# OpenAI API Fundamentals

## Learning objectives

- Understand how OpenAI's Python SDK authenticates and selects models.
- Practice crafting prompts for neurosurgical reasoning, patient education, and documentation.
- Capture structured outputs (JSON) that can flow into operative notes or registries.
- Explore embeddings, images, audio, and vision workflows that turn LLMs into multi-modal teammates.
- Adopt safety measures so experimental code never substitutes for real clinical decision making.


## Prerequisites & setup

- Create an OpenAI account and generate an API key with access to the models used below.
- Store your key in an environment variable (e.g., `OPENAI_API_KEY`) and let `api_key.py` read it at runtime.
- Install Python 3.10+ plus the packages referenced here. If you are running in a clean environment uncomment the `pip` command in the next cell.
- All examples default to lightweight, cost-efficient models so you can iterate quickly and upgrade to bigger models when you need higher fidelity.


In [None]:
# %pip install --upgrade "openai>=1.40.0" numpy


In [2]:

from pathlib import Path
from pprint import pprint
import json
import textwrap

import numpy as np
from openai import OpenAI

import api_key

client = OpenAI(api_key=api_key.openai)
default_model = "gpt-4o-mini"
embedding_model = "text-embedding-3-large"
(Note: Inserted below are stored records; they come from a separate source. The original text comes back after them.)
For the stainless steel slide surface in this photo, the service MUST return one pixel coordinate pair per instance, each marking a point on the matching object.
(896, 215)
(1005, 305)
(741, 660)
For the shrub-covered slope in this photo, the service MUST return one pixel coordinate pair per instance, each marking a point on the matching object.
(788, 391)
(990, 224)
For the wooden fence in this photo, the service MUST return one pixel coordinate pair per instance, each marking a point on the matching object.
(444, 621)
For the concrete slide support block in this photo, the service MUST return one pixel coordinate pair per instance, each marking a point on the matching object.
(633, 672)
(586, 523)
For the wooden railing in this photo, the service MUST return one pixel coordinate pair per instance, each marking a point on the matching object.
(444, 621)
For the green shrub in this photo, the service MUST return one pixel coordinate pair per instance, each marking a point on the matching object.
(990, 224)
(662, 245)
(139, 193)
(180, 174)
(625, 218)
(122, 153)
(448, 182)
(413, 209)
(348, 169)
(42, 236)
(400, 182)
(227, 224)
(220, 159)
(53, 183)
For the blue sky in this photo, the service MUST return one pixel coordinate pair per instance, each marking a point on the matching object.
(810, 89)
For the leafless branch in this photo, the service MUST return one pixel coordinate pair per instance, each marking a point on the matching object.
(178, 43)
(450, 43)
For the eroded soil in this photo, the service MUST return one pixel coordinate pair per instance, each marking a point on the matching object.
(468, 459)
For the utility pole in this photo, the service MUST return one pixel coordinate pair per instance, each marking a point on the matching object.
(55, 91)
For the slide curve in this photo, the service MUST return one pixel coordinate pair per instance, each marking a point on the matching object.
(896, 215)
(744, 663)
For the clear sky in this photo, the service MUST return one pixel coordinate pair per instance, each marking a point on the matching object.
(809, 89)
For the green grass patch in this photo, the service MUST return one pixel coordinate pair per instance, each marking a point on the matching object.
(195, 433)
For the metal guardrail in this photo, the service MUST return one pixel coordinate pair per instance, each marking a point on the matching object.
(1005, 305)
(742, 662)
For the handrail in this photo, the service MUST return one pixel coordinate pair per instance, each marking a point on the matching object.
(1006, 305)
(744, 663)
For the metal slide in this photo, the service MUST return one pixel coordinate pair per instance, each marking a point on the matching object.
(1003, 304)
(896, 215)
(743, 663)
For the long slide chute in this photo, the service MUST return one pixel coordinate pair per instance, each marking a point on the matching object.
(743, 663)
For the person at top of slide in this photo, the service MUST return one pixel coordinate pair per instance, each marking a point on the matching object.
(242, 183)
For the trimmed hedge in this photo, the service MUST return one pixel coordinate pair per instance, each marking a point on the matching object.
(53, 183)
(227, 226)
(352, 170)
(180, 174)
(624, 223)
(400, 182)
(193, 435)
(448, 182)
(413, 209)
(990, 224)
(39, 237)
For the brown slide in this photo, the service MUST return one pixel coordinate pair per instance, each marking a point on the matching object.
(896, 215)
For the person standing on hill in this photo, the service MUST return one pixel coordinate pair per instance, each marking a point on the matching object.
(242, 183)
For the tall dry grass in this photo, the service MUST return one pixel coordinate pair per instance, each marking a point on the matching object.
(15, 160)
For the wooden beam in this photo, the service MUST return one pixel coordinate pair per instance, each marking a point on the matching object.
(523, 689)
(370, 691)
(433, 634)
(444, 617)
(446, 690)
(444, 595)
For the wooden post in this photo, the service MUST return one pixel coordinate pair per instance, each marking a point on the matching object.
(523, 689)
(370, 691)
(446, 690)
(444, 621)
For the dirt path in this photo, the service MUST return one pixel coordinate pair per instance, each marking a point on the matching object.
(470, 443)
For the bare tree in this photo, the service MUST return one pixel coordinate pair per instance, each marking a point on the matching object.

print(f"Ready! Text model: {default_model}, embedding model: {embedding_model}")


Ready! Text model: gpt-4o-mini, embedding model: text-embedding-3-large


### Helper utilities

A couple of helper functions keep the later sections tidy. `print_response` mirrors what you would do when you log the assistant's output


In [12]:
def wrap(text, width=90):
    print(textwrap.fill(text, width=width))

def print_response(resp):
    """Utility for printing the text output of Responses API calls."""
    print(resp.output_text.strip())







## 1. First warm up

Patient education via LLM


In [4]:

warmup_prompt = """You are prepping a patient for a L4-L5 microdiscectomy and consenting them in the clinic for the same.
Explain in ~120 words what will happen in the operating room and how the decompression
relieves leg pain. Avoid giving promises or numerical risks; instead focus on the flow
of the day and what sensations the patient may or may not notice."""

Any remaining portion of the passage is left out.